Study after study has shown that native advertising is more effective than traditional digital marketing methods.
Data and Native Marketing
Image from: Business Insider
Some statistics from the Content Marketing Institute on how marketers perceive native advertising.
- 53% say it is extremely or very effective
- 90% agree that it can be used to build audiences
- 88% agree that it can be used to drive an action
- 85% agree that it offers valuable content to the reader and can be used to promote content marketing efforts
It doesn’t end at perception. Marketers are using native advertising for:
- Brand awareness (63%)
- Target/retarget customers in the sales funnel (41%)
- Long shelf life (39%)
- Building a subscriber base (39%)
- Producing deeper brand engagement (39%)
- Generating leads (39%)
- Reach targeted audiences across trusted channels (34%)
It turns out; they have five compelling reasons.
Why Native Advertising Rocks
Contextual information, superior user experience, and value for money are primary reasons businesses are hopping on the native advertising bandwagon.
Superior User Experience
Your audiences consume more content from their mobile devices than desktops. Banner ads and some other forms of digital marketing are even more annoying on smartphones than desktops because those ads disrupt user experience. In contrast, native advertising is delivered in stream. It is like those ads you see in your Facebook or Twitter feed. You notice them, but they do not scream at you.
Do you sell books? A native ad on the New Yorker, Granta, or another literary magazine can propel your sales. Those websites have a large audience of book readers. Reaching out to them, when they are in a mood for reading, will make them more susceptible to persuasion.
Let’s take another case, and assume that you are a plumber in St. Petersburg. Now, if the St. Petersburg Sentinel, or another local news website, publishes an article on plumbing, you can ask Foxxr to write one related article for you and place it natively on the local website.
Pay to Play
Writing useful and engaging blogs is not enough. In a world where two million blog posts are published every day, you need to put in an effort to reach out to your audiences. Going native is one of the fastest and most powerful ways to announce your content. You pay for a guaranteed audience.
Native Advertising Works
These numbers from AdWeek will convince you:
- While the CTR on display ads is a paltry 0.19 percent, native advertising can propel it to a whopping 8 percent
- 57 percent of millennials are willing to check out sponsored online content, as long as it’s interesting
- Viewers spend as much time scanning native ads, as editorial content. Compare 1.2 seconds for editorial content against one second for native ads
- Native advertising can increase brand recognition up to 82 percent
Your Competitors are Going Native
With 90 percent of publishers offering opportunities for native ads, native advertising in the United States is projected to grow from $4.7 billion in 2013 to $21 billion by 2018. That’s huge. Your competitors are investing in native advertising. You cannot afford to be left behind.

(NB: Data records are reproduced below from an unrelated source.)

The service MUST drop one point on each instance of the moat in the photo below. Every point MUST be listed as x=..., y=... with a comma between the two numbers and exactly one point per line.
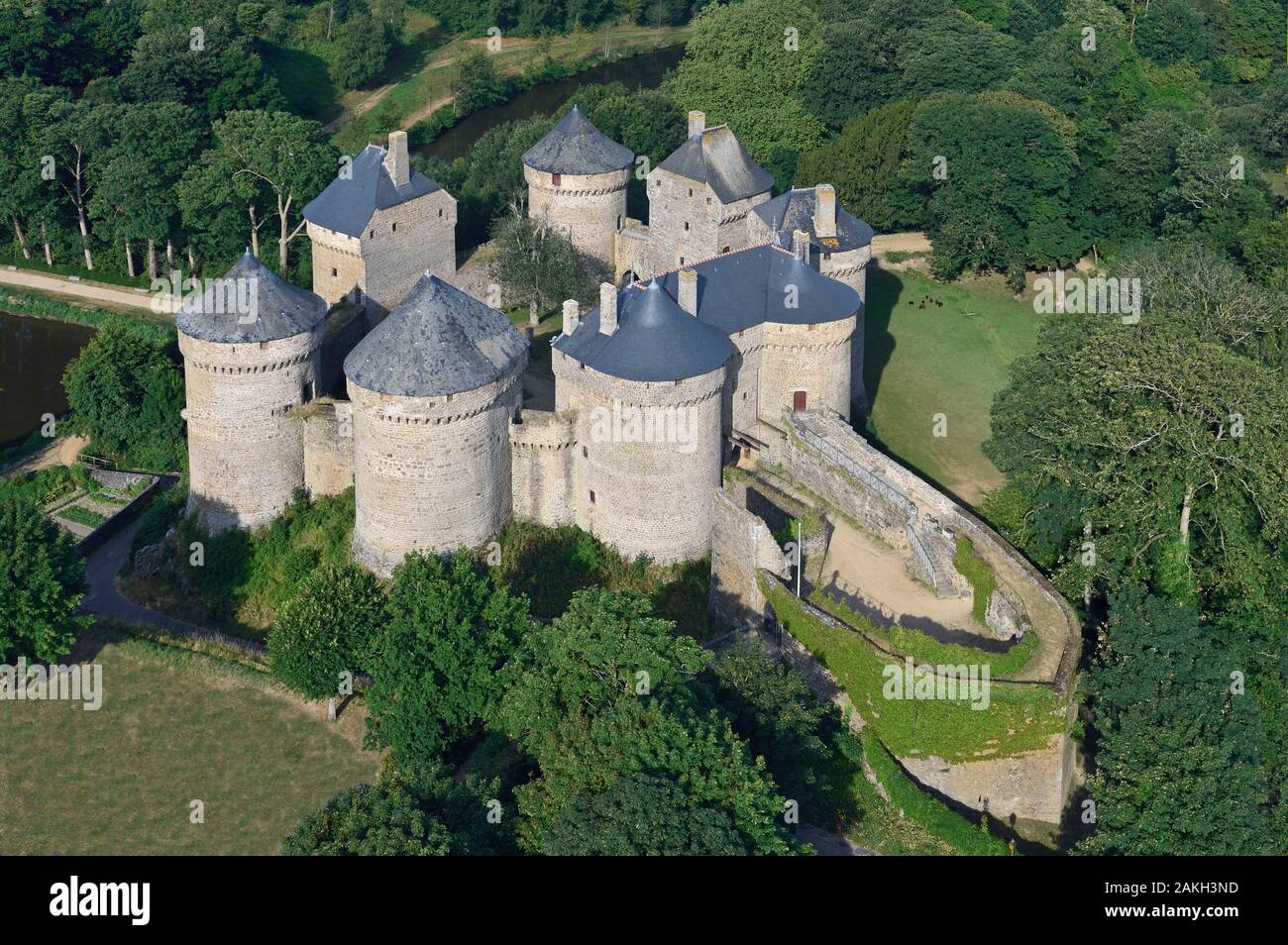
x=643, y=71
x=34, y=353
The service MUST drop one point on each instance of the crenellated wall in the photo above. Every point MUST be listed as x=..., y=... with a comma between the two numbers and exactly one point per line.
x=589, y=209
x=245, y=450
x=542, y=472
x=430, y=473
x=644, y=493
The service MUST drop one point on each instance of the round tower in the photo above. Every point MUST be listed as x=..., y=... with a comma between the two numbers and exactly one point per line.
x=645, y=378
x=250, y=353
x=434, y=387
x=578, y=184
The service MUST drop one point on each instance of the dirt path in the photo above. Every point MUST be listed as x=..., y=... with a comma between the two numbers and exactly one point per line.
x=91, y=291
x=887, y=244
x=509, y=44
x=857, y=561
x=62, y=452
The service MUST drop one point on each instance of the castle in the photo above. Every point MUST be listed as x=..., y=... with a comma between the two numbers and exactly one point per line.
x=732, y=308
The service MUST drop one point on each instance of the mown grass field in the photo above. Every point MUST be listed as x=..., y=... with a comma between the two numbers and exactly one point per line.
x=923, y=358
x=174, y=726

The Internet has evolved in the past 25 years, so have the expectations of your customers. Old forms of digital advertising are not as effective as they were a few years ago. To engage consumers in 2017 and beyond, businesses need to adapt. Native advertising is one of the most profitable tools you can include in your digital marketing strategy. It doesn’t annoy consumers, millennials are more willing to engage with it, and it builds brand like few other digital marketing methods can.